Go East - Mit dem Fahrrad zu Ev. Gemeinden in Osteuropa
Go East - Mit dem Fahrrad zu Ev. Gemeinden in Osteuropa
vakantio.de/go-east-mit-dem-rad-zu-gemeinden-in-osteuropa

20. Tag-28. Juli: Ev. Gastfreundschaft pur in Gliwice

Veröffentlicht: 29.07.2022

Um 8 Uhr morgens schwang ich mich auf den Sattel, denn schon zur Mittagszeit wollte ich im rund 45km entfernten Gliwice sein. Über Schotterwege, einsame Dorfstraßen und Waldwege kam ich den Randbereich dieser historisch bedeutsamen Stadt. Gliwice, über diese Stadt lernt jeder deutsche Schüler etwas im Geschichtsunterricht. Ich war gespannt auf diese Stadt und ob ich vielleicht den Pfarrer der Ev. Gemeinde antreffe und er mir etwas zum Gemeindeleben erzählen kann. Wegen der nahen Autobahn musste ich wieder mal einen Umweg fahren, um überhaupt in das Zentrum zu kommen. Nach mühsamer Suche fand ich endlich das Touristbüro, denn ich brauchte eine neue Karte zur Orientierung. Die letzten Kilometer konnte ich nur nach Google Maps fahren. Nachdem ich die neue Karte erhalten habe – Fahrradkarten waren bisher in Tschechien und Polen immer kostenlos – suchte ich erst mal ein Cafe aus und schrieb wieder einen neuen Text. Leider stürzte mein Programm ab, so dass ich alles noch einmal schreiben musste und kam erst gegen 15 Uhr bei der Ev. Kirche von Gliwice an. Die freundliche Frau im Pfarrbüro öffnete mir die Tür, kochte gleich einen Tee und versuchte mehrfach den Pfarrer zu erreichen, der irgendwo in der Stadt unterwegs ist. Leider erreichte sie ihn nicht und holte stattdessen den Praktikanten.

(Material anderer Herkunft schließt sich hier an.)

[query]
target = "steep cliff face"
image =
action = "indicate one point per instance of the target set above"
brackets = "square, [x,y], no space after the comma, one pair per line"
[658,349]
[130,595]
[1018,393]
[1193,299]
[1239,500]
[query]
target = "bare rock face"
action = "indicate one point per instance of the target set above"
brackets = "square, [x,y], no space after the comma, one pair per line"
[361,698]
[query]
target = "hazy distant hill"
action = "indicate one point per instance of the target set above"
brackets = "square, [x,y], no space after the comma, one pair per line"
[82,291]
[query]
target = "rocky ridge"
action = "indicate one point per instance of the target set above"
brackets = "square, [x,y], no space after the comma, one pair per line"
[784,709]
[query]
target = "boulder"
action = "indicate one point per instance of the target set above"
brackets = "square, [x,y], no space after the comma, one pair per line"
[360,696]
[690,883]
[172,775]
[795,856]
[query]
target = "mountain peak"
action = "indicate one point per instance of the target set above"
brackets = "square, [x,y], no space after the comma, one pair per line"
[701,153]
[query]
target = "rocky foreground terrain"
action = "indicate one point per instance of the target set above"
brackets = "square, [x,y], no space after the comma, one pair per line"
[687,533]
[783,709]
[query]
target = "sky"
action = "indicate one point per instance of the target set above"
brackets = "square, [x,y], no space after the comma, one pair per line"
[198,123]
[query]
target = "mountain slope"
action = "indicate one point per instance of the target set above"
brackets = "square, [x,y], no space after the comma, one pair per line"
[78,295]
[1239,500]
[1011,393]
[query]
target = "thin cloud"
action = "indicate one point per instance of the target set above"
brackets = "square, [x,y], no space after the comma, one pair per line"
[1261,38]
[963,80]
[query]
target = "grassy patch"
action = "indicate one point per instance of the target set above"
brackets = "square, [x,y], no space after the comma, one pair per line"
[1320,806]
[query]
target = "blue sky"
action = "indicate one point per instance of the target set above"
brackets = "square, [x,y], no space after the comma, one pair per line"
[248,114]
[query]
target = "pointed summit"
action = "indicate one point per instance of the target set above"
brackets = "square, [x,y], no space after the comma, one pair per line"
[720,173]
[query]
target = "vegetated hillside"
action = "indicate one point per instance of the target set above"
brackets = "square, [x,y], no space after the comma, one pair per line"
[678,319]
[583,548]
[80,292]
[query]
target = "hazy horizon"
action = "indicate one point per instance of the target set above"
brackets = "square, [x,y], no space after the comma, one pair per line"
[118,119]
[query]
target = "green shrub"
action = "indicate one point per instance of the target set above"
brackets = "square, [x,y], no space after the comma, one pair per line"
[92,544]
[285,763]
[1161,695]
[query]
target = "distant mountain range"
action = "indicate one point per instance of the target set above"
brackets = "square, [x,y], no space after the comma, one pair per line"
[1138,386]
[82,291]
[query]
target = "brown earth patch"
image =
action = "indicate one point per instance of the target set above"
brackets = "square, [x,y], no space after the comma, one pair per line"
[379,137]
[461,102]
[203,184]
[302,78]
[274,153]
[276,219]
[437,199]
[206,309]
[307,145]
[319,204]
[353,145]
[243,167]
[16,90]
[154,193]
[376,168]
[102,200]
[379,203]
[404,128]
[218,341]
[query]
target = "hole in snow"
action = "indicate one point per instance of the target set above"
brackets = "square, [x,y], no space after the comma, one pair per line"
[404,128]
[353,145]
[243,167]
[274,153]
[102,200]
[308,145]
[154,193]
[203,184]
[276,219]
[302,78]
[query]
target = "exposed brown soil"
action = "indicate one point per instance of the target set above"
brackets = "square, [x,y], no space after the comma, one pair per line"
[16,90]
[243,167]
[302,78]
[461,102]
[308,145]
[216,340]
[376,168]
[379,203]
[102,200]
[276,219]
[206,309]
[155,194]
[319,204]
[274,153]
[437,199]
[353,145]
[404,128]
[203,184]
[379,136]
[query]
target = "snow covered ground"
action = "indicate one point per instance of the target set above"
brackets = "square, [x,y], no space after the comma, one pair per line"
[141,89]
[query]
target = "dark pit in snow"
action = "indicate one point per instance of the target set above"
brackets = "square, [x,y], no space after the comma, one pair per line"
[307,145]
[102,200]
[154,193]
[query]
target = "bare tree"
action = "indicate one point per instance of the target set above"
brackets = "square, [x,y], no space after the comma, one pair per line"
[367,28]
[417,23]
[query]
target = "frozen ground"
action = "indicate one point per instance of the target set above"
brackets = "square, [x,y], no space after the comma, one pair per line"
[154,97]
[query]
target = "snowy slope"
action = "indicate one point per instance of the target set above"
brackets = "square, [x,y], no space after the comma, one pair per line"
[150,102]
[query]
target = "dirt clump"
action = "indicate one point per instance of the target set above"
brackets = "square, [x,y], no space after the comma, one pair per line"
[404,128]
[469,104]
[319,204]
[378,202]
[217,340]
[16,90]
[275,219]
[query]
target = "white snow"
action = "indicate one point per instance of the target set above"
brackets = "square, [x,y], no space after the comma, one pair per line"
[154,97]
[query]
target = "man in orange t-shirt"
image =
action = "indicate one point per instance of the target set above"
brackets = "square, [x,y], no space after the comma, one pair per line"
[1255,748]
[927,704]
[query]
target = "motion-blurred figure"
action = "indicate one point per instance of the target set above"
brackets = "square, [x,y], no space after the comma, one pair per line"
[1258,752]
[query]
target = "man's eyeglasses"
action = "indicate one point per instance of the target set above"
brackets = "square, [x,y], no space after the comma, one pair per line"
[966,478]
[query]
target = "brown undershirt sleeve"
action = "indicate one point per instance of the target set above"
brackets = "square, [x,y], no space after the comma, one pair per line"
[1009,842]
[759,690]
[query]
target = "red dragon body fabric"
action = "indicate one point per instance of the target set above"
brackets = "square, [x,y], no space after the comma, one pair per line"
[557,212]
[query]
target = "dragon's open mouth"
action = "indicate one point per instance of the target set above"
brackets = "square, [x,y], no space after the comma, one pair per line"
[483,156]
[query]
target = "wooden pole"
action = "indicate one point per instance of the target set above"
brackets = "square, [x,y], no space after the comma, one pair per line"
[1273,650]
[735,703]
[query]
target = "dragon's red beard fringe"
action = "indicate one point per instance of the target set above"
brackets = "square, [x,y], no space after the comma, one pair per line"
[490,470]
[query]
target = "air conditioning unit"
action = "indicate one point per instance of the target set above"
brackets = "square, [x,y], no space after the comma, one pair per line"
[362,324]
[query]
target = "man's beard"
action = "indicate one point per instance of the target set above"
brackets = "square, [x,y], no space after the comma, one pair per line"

Aber der Praktikant, Mikolaj, war in Wirklichkeit Ev. Vikar an der Gemeinde, hat Theologie studiert und konnte sogar etwas Deutsch. Er zeigte er mir die Kirche und die Gemeinderäume. Er erklärte das die Gemeinde etwa 450 Gemeindemitglieder hat und zum Sonntagsgottesdienst rund 120 Menschen kommen. Er zeigte mir die großzügigen und ansprechenden Gemeinderäume, für die Kinder und Mütter Räume mit Wohlfühlatmosphäre während des Hauptgottesdienstes, er präsentierte die aufwendig installierte Kameratechnik im Kirchenraum , denn seit Corona wird jeder Gottesdienst Live ins Internet gestreamt. Es gibt eine aktive und professionelle Internetarbeit und sogar für die Kinder gibt es einen Extra Youtubekanal. Zu der Pfarrstelle gehört noch ein Ort in der Nähe, so dass immer erst 11 Uhr Gottesdienst in Gliwice ist. Er berichtete von einer aktiven Jugendarbeit, Sommercamps der Gemeinde und im Herbst findet ein christliches Bandtreffen mit jugendgemäßer Worship Musik statt. Ich war wieder einmal sichtlich erstaunt, wie zeitgemäß und modern die Evangelische Gemeinde in Gliwice aufgestellt ist. Sehr bemerkenswert fand ich, wie er erzählte, dass es in letzter Zeit durch den Youtube Kanal, immer mehr katholische Konvertiten gibt, die zum Evangelischen Glauben „übertreten“. Dann erläuterte er noch die besondere historische Bedeutung der Stadt und der schlesisch-pietistischen Prägung der Ev. Gemeinde. Ich spürte, wie kamen gut ins Gespräch und fanden „einen Draht“ zueinander.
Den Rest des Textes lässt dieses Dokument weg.